Разговаривая между собою, новые знакомцы наши дошли до завода, пересмотрели всех лошадей поодиночке; Лучшим приказал Федор Иванович сделать выводку.
Вооружась длинным бичом, штаб-ротмистр распоряжался в конюшнях графини, как бывало у себя в эскадроне; заметив что-нибудь, он гонял конюхов, берейторов, давал им наставления, поверял им разные тайны ветеринарного искусства, и глубоким знанием своим удивил всех конюхов без исключения.
Все наперерыв старались заслужить по своей части одобрение Петра Авдеевича и потому не только не уклонялись от исполнения его желаний, но старались их предупредить.
Когда же очередь дошла до Горностая, штаб-ротмистр, несмотря на предостережение трусливого Федора Ивановича, смело вошел в стойло; конь захрапел и, приложив уши, стал суетиться.

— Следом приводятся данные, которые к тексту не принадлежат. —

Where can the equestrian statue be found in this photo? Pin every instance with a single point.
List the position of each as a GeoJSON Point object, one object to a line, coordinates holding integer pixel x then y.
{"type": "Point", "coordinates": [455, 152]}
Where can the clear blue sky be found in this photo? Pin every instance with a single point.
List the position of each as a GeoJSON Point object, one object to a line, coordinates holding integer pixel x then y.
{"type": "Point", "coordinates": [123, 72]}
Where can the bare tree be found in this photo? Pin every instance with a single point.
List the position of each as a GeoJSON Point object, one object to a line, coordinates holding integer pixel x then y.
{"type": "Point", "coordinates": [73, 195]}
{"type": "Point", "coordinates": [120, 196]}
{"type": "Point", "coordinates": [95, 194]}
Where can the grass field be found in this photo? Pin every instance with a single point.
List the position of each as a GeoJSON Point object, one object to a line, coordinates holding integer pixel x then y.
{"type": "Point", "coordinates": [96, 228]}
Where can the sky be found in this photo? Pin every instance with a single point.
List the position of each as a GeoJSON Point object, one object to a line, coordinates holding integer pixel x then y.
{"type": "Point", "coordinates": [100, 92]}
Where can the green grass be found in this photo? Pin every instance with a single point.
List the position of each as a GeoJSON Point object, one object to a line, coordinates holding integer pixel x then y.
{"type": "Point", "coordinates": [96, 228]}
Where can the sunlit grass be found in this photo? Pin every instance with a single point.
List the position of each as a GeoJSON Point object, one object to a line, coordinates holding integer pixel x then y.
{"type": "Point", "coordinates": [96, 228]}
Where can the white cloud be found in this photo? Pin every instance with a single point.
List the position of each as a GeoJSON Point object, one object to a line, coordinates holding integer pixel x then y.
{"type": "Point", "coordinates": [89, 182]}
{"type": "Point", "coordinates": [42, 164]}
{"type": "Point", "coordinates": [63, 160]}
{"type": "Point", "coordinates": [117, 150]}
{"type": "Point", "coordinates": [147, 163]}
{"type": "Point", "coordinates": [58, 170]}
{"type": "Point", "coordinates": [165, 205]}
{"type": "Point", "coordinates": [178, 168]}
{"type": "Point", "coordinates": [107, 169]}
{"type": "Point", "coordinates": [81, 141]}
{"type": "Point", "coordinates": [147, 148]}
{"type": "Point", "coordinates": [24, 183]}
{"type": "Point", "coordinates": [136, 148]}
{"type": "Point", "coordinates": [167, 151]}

— Он съест вас, берегитесь! — закричало несколько голосов.
— Кого? меня? а вот увидим! — отвечал, смеясь, Петр Авдеевич.
Крикнув на жеребца, он стал сглаживать его сначала по спине, потом по шее, наконец по морде, потом отвязал повод от кольца, и, как старый знакомый Горностая, вывел его преспокойно из стойла, к великому удивлению зрителей.
— Ну, что же ты не ешь меня, зверь ты этакой, разбойник? — проговорил Петр Авдеевич, держа на длинном поводу жеребца, который, как бы понимая ласки своего нового повелителя, плясал и заигрывал с ним, оскаливая зубы и расширяя ноздри. — Ну, что же ты? ешь! пора бы, кажется. То-то, ребята, — продолжал штаб-ротмистр, обращаясь к конюхам, — не так умен человек, как чуток конь; покажись ему трусом, нос откусит, как пить даст; подойди же к нему молодцом да задай острастку на первый случай, небось поймет, бестия!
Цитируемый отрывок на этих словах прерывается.